Wear a coat, hat, &-gloves, with heater off in a luxury car? That's the quickest way to end my 37-year marriage. Some tradeoffs are absurd, even for EV fanatics. When we let the car determine our behavior, we become slaves to the technology, rather than harnessing the technology to serve us. The day I begin wearing a hat and gloves after pulling the car out of a heated garage is the day we get a new car.

karmamule | November 17, 2014

I agree with @PD here, I got the Tesla in hopes that it would meet my needs with minimal compromises. On a recent near-freezing day I tried the full seat-heater/minimal cabin heat and wasn't happy with it. I'd much rather make an extra charging stop than drive uncomfortably for an extended period of time.

Fortunately the Tesla has more than met my needs, and as I get used to the changes in range with cold weather I still expect it to do so. I've quickly seen the value of:

- Pre-heat the car before unplugging and driving away
- Becoming thoroughly familiar with various range estimates the Model S offers on the energy screen so I can have a realistic idea of true range left
- Use evtripplanner for any trip I feel might push limits

I'm willing to do some things in order to live a "fully EV" driving life, including putting a bit more thought into my trips, and perhaps some extra time here and there for charging, but for me personally having to compromise on cabin comfort is a toll I'm unwilling to pay.

I'm eager to see how my first winter goes. The empiricist in me is itching for direct experience!

Captain_Zap | November 17, 2014


That explains why it takes over 20 miles for my battery to warm in the cold.

I'll just keep it in eco-mode for the summer, then. My impression was it helped with the radiant heat as well.

AmpedRealtor | November 17, 2014

@ Bighorn - Zonie, no.

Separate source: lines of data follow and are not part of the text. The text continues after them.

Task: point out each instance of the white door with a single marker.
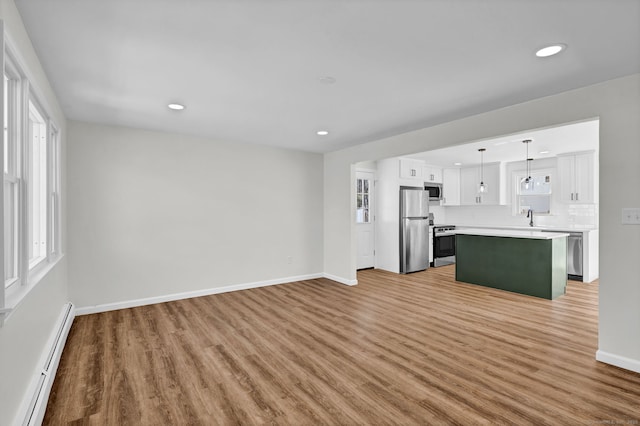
(365, 228)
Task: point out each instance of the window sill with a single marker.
(16, 293)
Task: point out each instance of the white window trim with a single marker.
(28, 278)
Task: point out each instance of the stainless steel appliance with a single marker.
(434, 189)
(414, 229)
(574, 255)
(444, 245)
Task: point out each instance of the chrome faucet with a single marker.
(530, 214)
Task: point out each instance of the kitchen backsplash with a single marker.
(572, 216)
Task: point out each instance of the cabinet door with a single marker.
(432, 174)
(566, 177)
(469, 180)
(451, 187)
(411, 169)
(583, 178)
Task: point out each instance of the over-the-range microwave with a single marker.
(434, 189)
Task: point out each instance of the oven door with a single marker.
(444, 249)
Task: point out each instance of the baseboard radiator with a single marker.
(38, 404)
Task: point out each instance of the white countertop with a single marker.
(528, 228)
(511, 233)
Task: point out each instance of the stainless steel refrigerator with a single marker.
(414, 229)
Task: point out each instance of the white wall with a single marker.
(25, 334)
(155, 214)
(617, 104)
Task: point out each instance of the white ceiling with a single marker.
(250, 70)
(545, 143)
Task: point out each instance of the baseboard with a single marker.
(86, 310)
(340, 279)
(35, 403)
(618, 361)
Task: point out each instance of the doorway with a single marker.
(364, 219)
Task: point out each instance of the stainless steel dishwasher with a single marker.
(574, 254)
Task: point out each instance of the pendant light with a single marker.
(527, 183)
(482, 188)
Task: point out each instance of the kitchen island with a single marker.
(527, 262)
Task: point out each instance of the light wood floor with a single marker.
(414, 349)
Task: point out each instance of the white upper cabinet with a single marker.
(470, 179)
(411, 169)
(432, 174)
(577, 181)
(451, 187)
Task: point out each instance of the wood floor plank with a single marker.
(396, 349)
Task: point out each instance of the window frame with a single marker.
(22, 94)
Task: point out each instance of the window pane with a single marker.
(37, 185)
(10, 231)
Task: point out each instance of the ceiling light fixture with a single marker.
(547, 51)
(525, 184)
(327, 79)
(482, 188)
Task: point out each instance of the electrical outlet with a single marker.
(631, 216)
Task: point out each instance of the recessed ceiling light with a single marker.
(554, 49)
(327, 79)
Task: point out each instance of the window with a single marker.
(37, 186)
(363, 187)
(12, 182)
(536, 195)
(31, 187)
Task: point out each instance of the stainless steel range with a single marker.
(444, 245)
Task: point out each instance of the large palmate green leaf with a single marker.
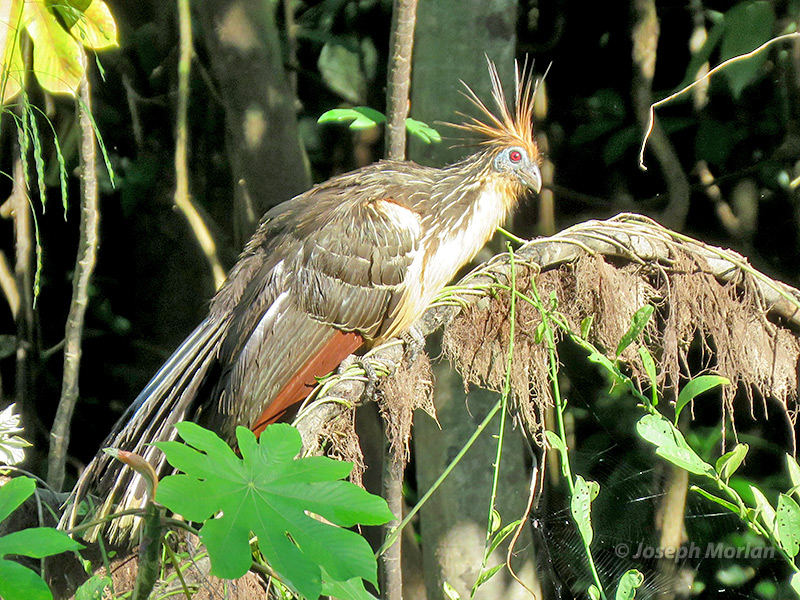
(273, 494)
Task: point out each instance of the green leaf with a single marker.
(795, 583)
(495, 521)
(501, 535)
(20, 583)
(268, 492)
(794, 474)
(747, 26)
(95, 27)
(487, 575)
(353, 589)
(695, 387)
(628, 584)
(450, 591)
(764, 509)
(638, 322)
(581, 506)
(728, 463)
(650, 368)
(93, 588)
(787, 525)
(586, 326)
(556, 442)
(721, 501)
(363, 117)
(423, 131)
(13, 69)
(58, 59)
(605, 362)
(37, 542)
(671, 445)
(14, 493)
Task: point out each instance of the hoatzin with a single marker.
(351, 262)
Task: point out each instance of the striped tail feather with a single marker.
(170, 397)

Bronie, yes. :P

Bighorn | November 17, 2014

Thanks AR. I know in SD, it seems to be used with some derision, and I wasn't intent on offending anyone, anymore than I already do:)

I wish we could get more granular data so we weren't theorizing so much.

Mike83 | November 17, 2014

My old hybrid went from 52 mpg to 38 mpg in the winter. They said it was to heat the catalytic converter up to OT. ICE vehicles get terrible mileage in the cold.
Driving my MS at 25F or -4C I found the range change not to be a problem. But I drive slower in ice and snow and when I am with my wife she adds heat to the car. Running about 280kW/m.
Get a dog or bring your wife(or partner) for added heat. It is more fun. ;-)

CT-Greg | November 17, 2014

"I just drove to work in 10F temps. Did a 30 min cabin pre-heat to 78. My efficiency was 214Wh/m vs the normal 180, so a 19% penalty. I minimized the use of climate except to occasionally clear the windshield."

With a cabin temp of 67 and outside air at about 40, I'm struggling to keep my consumption under 375. How are you at 214?

Bighorn | November 17, 2014

My 10 mile commute drops around 400 ft, so my baseline figure is only 180Wh/m. My overall lifetime figure is closer to 335. When I preheat the cabin, I can often drive without heat or just seat heaters, which helps efficiency. If I hadn't preheated, that 214 figure would have at least doubled, or even tripled if it were really frigid.

dglauz | November 17, 2014

I went for a Sunday drive yesterday. Enjoyed the countryside at about 40 mph. got about 200 Wh/mi (60-65 deg F). My lifetime average is 325 (33000 mi). Speed makes a big difference.

After 2 pages I am surprised no one has mentioned tire pressure. Lower temp => lower pressure. Lower pressure => lower range.